Aggressione a un 16enne a Lido Fiori, il sindaco di Menfi: “Fatto grave, serve una risposta della comunità”

Un episodio di violenza ha scosso la comunità di Menfi. Sabato sera, nella località balneare di Lido Fiori, un ragazzo di appena 16 anni è stato aggredito per motivi ritenuti futili, in un contesto che avrebbe dovuto essere di svago e serenità.

La causa che avrebbe scatenato il branco sarebbe stato il rifiuto per un accendino come riporta il Giornale di Sicilia.

Il minore ha riportato una frattura e diversi traumi sparsi ed è stato ricoverato in ospedale. Quattro le persone che lo avrebbero accerchiato: tre minorenni e un maggiorenne.

L’accaduto ha suscitato forte preoccupazione e indignazione tra cittadini e istituzioni.

A intervenire è stato il sindaco Vito Clemente, che ha espresso la propria vicinanza al giovane e alla sua famiglia, sottolineando la gravità di quanto avvenuto.

“Non è accettabile che momenti di aggregazione si trasformino in episodi di violenza – ha fatto sapere –. Si tratta di fatti che colpiscono non solo la vittima, ma l’intera comunità”.

Il primo cittadino ha ribadito come Menfi sia un territorio che si distingue per accoglienza e senso civico, valori messi in discussione da comportamenti isolati ma particolarmente allarmanti.
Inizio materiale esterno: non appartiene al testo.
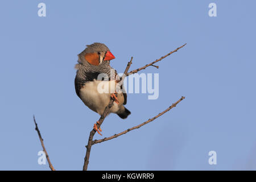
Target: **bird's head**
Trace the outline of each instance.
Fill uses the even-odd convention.
[[[86,61],[90,64],[97,66],[105,61],[115,59],[108,47],[104,44],[94,43],[87,47],[79,55],[80,61]]]

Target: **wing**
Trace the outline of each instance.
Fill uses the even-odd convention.
[[[77,96],[80,97],[80,89],[82,87],[83,83],[79,80],[79,78],[77,77],[77,76],[76,76],[75,78],[75,88],[76,89],[76,93]]]

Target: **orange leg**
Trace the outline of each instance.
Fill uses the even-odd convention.
[[[114,102],[115,103],[117,103],[117,104],[119,104],[118,100],[117,99],[117,96],[115,96],[114,93],[113,93],[111,94],[111,97],[112,97],[112,98],[114,100]]]
[[[98,123],[98,121],[97,121],[97,122]],[[93,125],[93,129],[94,129],[95,131],[96,131],[97,132],[98,132],[98,133],[100,135],[102,135],[102,134],[101,134],[101,133],[100,132],[100,131],[102,131],[101,129],[100,128],[100,131],[99,131],[99,130],[98,129],[98,127],[97,127],[97,125],[96,125],[96,123],[94,123],[94,124]]]
[[[98,122],[98,121],[97,122],[96,122],[96,123],[97,123],[98,124],[100,125],[100,122]],[[102,131],[102,130],[101,130],[100,127],[98,128],[98,130],[100,130],[100,131]]]

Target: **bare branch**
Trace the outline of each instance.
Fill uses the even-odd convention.
[[[55,169],[54,168],[53,166],[52,166],[52,163],[51,163],[51,161],[50,161],[49,158],[49,155],[48,155],[47,151],[46,151],[46,147],[44,147],[44,140],[43,139],[43,138],[42,138],[41,133],[40,133],[39,129],[38,129],[38,123],[36,123],[36,122],[35,120],[35,115],[33,116],[33,118],[34,118],[34,122],[35,126],[36,126],[35,130],[38,132],[38,136],[39,136],[39,139],[40,139],[40,141],[41,142],[41,144],[42,144],[42,146],[43,147],[43,150],[44,153],[46,154],[46,159],[47,159],[48,163],[49,164],[49,167],[51,170],[55,171]]]
[[[122,79],[119,82],[122,83],[123,81],[125,75],[126,75],[126,73],[128,72],[128,71],[130,68],[130,67],[131,66],[132,60],[133,60],[133,57],[131,57],[131,60],[128,63],[126,68],[125,68],[125,72],[123,73]],[[101,126],[103,121],[104,121],[105,118],[106,118],[107,115],[109,114],[109,110],[110,110],[110,108],[112,107],[113,103],[114,103],[114,100],[112,99],[112,98],[110,97],[110,101],[109,101],[109,105],[106,107],[106,108],[105,109],[104,112],[103,113],[102,115],[100,118],[100,119],[98,121],[98,123],[97,123],[96,124],[97,127],[98,128],[100,128],[100,127]],[[89,136],[88,143],[86,146],[86,152],[85,154],[85,157],[84,158],[84,167],[82,168],[83,171],[86,171],[87,168],[88,167],[89,158],[90,158],[90,148],[92,148],[92,141],[93,141],[93,136],[96,133],[96,131],[95,131],[94,129],[93,129],[90,131],[90,135]]]
[[[185,43],[185,44],[184,44],[182,46],[180,46],[180,47],[178,47],[177,48],[176,48],[175,50],[172,51],[170,52],[169,52],[168,53],[167,53],[166,55],[164,56],[162,56],[160,58],[159,58],[159,59],[156,60],[155,61],[152,62],[151,63],[150,63],[148,64],[146,64],[145,65],[144,67],[141,67],[141,68],[138,68],[137,69],[134,69],[132,71],[130,71],[130,72],[129,72],[128,73],[127,73],[127,75],[129,75],[131,74],[133,74],[133,73],[137,73],[138,71],[142,70],[142,69],[146,69],[146,68],[154,64],[155,64],[155,63],[157,63],[158,61],[160,61],[160,60],[162,60],[163,59],[166,58],[166,57],[167,57],[168,56],[170,56],[170,55],[171,55],[172,53],[177,52],[179,49],[181,49],[181,48],[183,48],[183,47],[184,47],[185,46],[187,45],[187,43]]]
[[[92,144],[97,144],[97,143],[101,143],[105,141],[107,141],[107,140],[111,140],[112,139],[118,137],[122,135],[125,134],[126,133],[133,130],[134,129],[137,129],[140,128],[141,126],[145,125],[146,124],[148,123],[149,122],[155,120],[155,119],[156,119],[157,118],[160,117],[161,115],[162,115],[163,114],[164,114],[164,113],[166,113],[166,112],[168,111],[169,110],[170,110],[171,109],[172,109],[174,107],[176,107],[176,105],[179,104],[179,102],[180,102],[180,101],[181,101],[183,100],[184,100],[185,98],[184,97],[181,97],[181,98],[180,98],[180,100],[179,100],[177,102],[176,102],[175,103],[173,104],[171,106],[170,106],[169,107],[168,107],[167,109],[166,109],[165,110],[164,110],[163,111],[162,111],[162,113],[158,114],[158,115],[156,115],[156,116],[155,116],[154,118],[152,118],[151,119],[149,119],[148,120],[147,120],[147,121],[137,126],[135,126],[134,127],[133,127],[131,128],[130,128],[129,129],[127,129],[121,133],[118,133],[118,134],[114,134],[114,135],[110,136],[110,137],[108,137],[108,138],[104,138],[103,139],[100,139],[100,140],[94,140],[92,142]]]
[[[156,67],[156,68],[158,68],[158,69],[159,68],[159,66],[156,66],[156,65],[154,65],[154,64],[152,64],[151,66],[154,67]]]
L’episodio, secondo l’amministrazione, impone una riflessione collettiva, soprattutto sul piano educativo.

Nel suo intervento, il sindaco ha rivolto un appello alle famiglie, invitando a rafforzare il ruolo educativo nei confronti dei più giovani, promuovendo il rispetto reciproco e il rifiuto di ogni forma di sopraffazione.

“È fondamentale vigilare sui comportamenti e trasmettere l’importanza del dialogo, evitando che la violenza venga percepita come una risposta possibile”, ha evidenziato.
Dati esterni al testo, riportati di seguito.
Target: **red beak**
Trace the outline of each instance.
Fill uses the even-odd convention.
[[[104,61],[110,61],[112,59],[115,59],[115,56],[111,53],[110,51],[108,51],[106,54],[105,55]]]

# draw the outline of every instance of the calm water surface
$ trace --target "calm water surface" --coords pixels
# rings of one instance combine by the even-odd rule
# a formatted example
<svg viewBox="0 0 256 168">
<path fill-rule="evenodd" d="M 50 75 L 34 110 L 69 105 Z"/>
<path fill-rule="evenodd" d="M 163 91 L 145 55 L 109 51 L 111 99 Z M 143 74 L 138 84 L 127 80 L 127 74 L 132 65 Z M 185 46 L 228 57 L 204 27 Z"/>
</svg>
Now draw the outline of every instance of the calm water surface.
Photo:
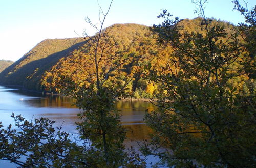
<svg viewBox="0 0 256 168">
<path fill-rule="evenodd" d="M 62 124 L 63 130 L 75 135 L 78 133 L 75 123 L 80 120 L 77 117 L 80 111 L 73 105 L 74 103 L 71 98 L 0 86 L 0 121 L 5 126 L 10 123 L 13 125 L 13 120 L 10 117 L 13 112 L 15 115 L 21 114 L 26 119 L 42 117 L 55 121 L 55 126 Z M 131 139 L 148 138 L 150 130 L 143 119 L 146 109 L 152 110 L 155 108 L 153 104 L 142 101 L 119 101 L 116 107 L 121 110 L 122 124 L 127 130 L 128 139 L 125 142 L 127 146 L 136 143 Z"/>
</svg>

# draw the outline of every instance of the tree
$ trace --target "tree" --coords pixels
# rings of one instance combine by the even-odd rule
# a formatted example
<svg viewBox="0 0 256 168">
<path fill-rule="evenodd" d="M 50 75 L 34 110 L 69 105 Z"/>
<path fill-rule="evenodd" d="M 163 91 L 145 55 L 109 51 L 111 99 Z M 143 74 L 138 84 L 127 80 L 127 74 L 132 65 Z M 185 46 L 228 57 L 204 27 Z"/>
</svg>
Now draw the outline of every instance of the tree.
<svg viewBox="0 0 256 168">
<path fill-rule="evenodd" d="M 109 30 L 103 29 L 112 2 L 105 13 L 100 6 L 99 27 L 88 18 L 86 19 L 98 31 L 92 37 L 84 34 L 89 46 L 77 53 L 86 60 L 84 66 L 89 68 L 88 71 L 82 68 L 68 69 L 68 73 L 81 74 L 82 77 L 75 81 L 71 73 L 68 76 L 58 74 L 64 85 L 59 90 L 66 96 L 74 98 L 75 104 L 82 110 L 78 115 L 81 122 L 77 123 L 82 145 L 72 142 L 72 137 L 60 130 L 56 134 L 52 128 L 54 122 L 48 119 L 36 119 L 34 124 L 24 121 L 20 116 L 13 116 L 22 131 L 11 130 L 11 126 L 7 130 L 2 129 L 0 159 L 10 160 L 24 167 L 118 167 L 124 165 L 139 166 L 141 163 L 142 167 L 144 166 L 140 158 L 129 157 L 130 154 L 135 155 L 133 151 L 124 151 L 126 132 L 120 124 L 120 111 L 114 108 L 116 99 L 125 96 L 126 88 L 133 78 L 124 76 L 122 68 L 131 64 L 129 60 L 136 58 L 116 51 L 117 44 L 109 36 Z M 83 58 L 84 52 L 89 53 L 89 57 Z M 23 146 L 18 147 L 23 144 Z M 25 162 L 19 160 L 22 156 L 26 158 Z"/>
<path fill-rule="evenodd" d="M 183 20 L 166 10 L 152 29 L 174 51 L 162 70 L 145 67 L 162 92 L 159 109 L 146 116 L 154 133 L 142 150 L 170 166 L 254 167 L 255 8 L 236 1 L 249 24 L 230 30 L 205 16 L 206 2 L 194 2 L 201 30 L 183 30 Z"/>
</svg>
Le condizioni del ragazzo aggredito restano sotto osservazione, con l’auspicio di una rapida ripresa sia fisica che psicologica. L’amministrazione comunale ha assicurato pieno supporto al giovane e ai suoi familiari.
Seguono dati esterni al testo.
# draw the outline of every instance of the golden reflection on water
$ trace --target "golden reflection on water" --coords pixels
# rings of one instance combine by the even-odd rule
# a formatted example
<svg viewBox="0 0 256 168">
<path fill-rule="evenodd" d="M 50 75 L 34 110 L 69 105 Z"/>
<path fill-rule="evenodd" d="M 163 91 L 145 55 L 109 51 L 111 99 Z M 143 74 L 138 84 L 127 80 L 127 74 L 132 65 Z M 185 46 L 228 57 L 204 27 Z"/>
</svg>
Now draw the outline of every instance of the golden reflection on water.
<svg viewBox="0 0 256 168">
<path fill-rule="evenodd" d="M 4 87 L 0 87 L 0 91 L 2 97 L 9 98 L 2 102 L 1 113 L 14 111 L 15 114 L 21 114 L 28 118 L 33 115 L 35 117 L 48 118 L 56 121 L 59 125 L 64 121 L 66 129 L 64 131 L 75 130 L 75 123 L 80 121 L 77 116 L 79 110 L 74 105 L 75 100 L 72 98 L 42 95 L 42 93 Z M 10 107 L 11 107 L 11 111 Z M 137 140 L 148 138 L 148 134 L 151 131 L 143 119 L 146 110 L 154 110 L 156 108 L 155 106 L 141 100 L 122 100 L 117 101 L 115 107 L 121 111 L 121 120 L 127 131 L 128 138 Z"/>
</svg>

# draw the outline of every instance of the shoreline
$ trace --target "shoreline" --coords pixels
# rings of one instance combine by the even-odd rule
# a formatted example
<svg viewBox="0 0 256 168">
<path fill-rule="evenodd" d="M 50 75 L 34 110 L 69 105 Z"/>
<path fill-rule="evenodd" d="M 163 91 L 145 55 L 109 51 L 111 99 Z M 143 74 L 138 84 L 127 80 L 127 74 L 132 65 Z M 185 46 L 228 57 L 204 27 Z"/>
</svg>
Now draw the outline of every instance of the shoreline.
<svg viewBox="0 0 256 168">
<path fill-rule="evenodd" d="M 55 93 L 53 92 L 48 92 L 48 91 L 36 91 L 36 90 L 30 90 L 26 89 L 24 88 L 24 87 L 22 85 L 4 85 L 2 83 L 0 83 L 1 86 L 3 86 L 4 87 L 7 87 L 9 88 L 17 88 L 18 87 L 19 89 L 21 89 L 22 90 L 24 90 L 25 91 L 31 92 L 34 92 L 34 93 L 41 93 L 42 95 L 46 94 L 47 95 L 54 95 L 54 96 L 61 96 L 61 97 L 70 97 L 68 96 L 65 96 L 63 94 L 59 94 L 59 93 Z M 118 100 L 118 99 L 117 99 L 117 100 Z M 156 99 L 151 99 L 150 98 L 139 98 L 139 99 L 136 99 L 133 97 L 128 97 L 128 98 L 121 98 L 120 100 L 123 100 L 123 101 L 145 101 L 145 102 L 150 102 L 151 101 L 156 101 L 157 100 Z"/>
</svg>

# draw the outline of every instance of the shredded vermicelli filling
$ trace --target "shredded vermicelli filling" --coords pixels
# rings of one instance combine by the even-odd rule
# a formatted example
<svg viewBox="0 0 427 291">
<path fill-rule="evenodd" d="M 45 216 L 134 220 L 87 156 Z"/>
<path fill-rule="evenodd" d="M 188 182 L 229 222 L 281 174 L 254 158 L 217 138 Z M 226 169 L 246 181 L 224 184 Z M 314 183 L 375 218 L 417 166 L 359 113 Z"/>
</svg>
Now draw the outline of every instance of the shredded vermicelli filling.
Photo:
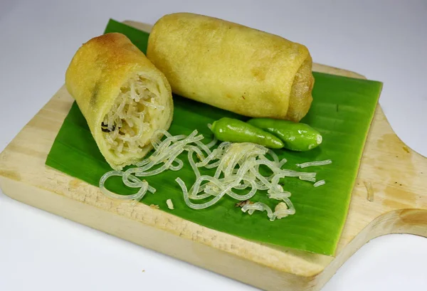
<svg viewBox="0 0 427 291">
<path fill-rule="evenodd" d="M 164 110 L 159 94 L 154 83 L 143 76 L 122 86 L 101 124 L 107 144 L 115 155 L 136 154 L 147 145 L 147 137 L 155 130 L 156 117 Z"/>
</svg>

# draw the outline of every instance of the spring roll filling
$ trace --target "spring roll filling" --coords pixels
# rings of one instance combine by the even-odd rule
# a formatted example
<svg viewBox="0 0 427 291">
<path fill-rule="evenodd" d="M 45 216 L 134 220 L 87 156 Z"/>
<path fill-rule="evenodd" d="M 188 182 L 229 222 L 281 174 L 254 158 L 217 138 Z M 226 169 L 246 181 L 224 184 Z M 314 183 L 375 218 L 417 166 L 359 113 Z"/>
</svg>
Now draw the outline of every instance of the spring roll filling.
<svg viewBox="0 0 427 291">
<path fill-rule="evenodd" d="M 118 157 L 142 152 L 165 105 L 153 81 L 142 75 L 129 79 L 100 125 L 109 150 Z"/>
</svg>

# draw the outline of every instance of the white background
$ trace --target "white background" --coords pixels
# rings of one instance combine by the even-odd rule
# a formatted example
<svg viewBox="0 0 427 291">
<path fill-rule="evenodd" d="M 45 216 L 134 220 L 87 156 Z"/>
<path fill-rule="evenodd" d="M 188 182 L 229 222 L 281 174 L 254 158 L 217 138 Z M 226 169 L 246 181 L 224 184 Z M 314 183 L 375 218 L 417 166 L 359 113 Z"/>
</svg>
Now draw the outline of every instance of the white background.
<svg viewBox="0 0 427 291">
<path fill-rule="evenodd" d="M 75 51 L 101 34 L 109 18 L 153 23 L 176 11 L 281 35 L 306 45 L 317 63 L 384 82 L 380 104 L 392 127 L 410 147 L 427 156 L 427 1 L 423 0 L 0 0 L 0 151 L 63 85 Z M 359 250 L 323 290 L 425 290 L 426 261 L 426 238 L 384 236 Z M 0 191 L 0 291 L 172 288 L 255 290 Z"/>
</svg>

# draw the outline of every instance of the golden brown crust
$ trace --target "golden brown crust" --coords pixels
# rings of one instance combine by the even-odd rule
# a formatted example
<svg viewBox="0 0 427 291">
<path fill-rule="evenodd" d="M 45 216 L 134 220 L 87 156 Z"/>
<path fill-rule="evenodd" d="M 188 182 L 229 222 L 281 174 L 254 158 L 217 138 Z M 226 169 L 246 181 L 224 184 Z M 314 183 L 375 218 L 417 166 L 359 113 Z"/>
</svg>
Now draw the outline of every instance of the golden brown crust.
<svg viewBox="0 0 427 291">
<path fill-rule="evenodd" d="M 118 157 L 108 150 L 100 127 L 123 84 L 139 75 L 159 86 L 167 107 L 157 122 L 158 127 L 168 129 L 173 112 L 170 85 L 162 72 L 125 36 L 113 33 L 92 38 L 78 49 L 65 73 L 67 89 L 77 101 L 101 153 L 113 169 L 137 162 L 151 149 L 151 146 L 147 146 L 139 154 Z"/>
<path fill-rule="evenodd" d="M 167 15 L 152 30 L 147 58 L 174 92 L 241 115 L 299 120 L 311 103 L 311 90 L 297 95 L 287 115 L 291 92 L 302 92 L 292 90 L 297 72 L 311 70 L 307 48 L 232 22 Z M 312 78 L 311 70 L 301 70 Z M 301 78 L 310 83 L 310 77 Z"/>
</svg>

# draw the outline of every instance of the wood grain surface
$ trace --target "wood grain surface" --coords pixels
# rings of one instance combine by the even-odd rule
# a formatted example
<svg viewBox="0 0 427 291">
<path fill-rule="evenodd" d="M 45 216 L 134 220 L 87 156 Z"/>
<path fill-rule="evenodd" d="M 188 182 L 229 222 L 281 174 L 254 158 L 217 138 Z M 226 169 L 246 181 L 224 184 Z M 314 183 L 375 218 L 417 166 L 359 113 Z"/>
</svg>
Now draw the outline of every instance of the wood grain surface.
<svg viewBox="0 0 427 291">
<path fill-rule="evenodd" d="M 364 78 L 320 64 L 313 70 Z M 110 199 L 98 188 L 46 166 L 72 102 L 62 87 L 0 154 L 0 186 L 5 194 L 267 290 L 318 290 L 370 239 L 396 233 L 427 236 L 427 159 L 398 138 L 379 105 L 332 258 L 248 241 L 142 203 L 132 207 L 130 201 Z"/>
</svg>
Nel frattempo, le Forze dell’Ordine hanno avviato le indagini per ricostruire con esattezza la dinamica dei fatti e individuare i responsabili. L’auspicio è che si arrivi in tempi brevi all’identificazione degli autori dell’aggressione.

Dal Comune arriva infine un richiamo alla responsabilità collettiva: garantire sicurezza e legalità, viene sottolineato, è un impegno che richiede la collaborazione attiva di tutta la cittadinanza, affinché episodi simili non trovino spazio e il rispetto continui a essere un valore condiviso.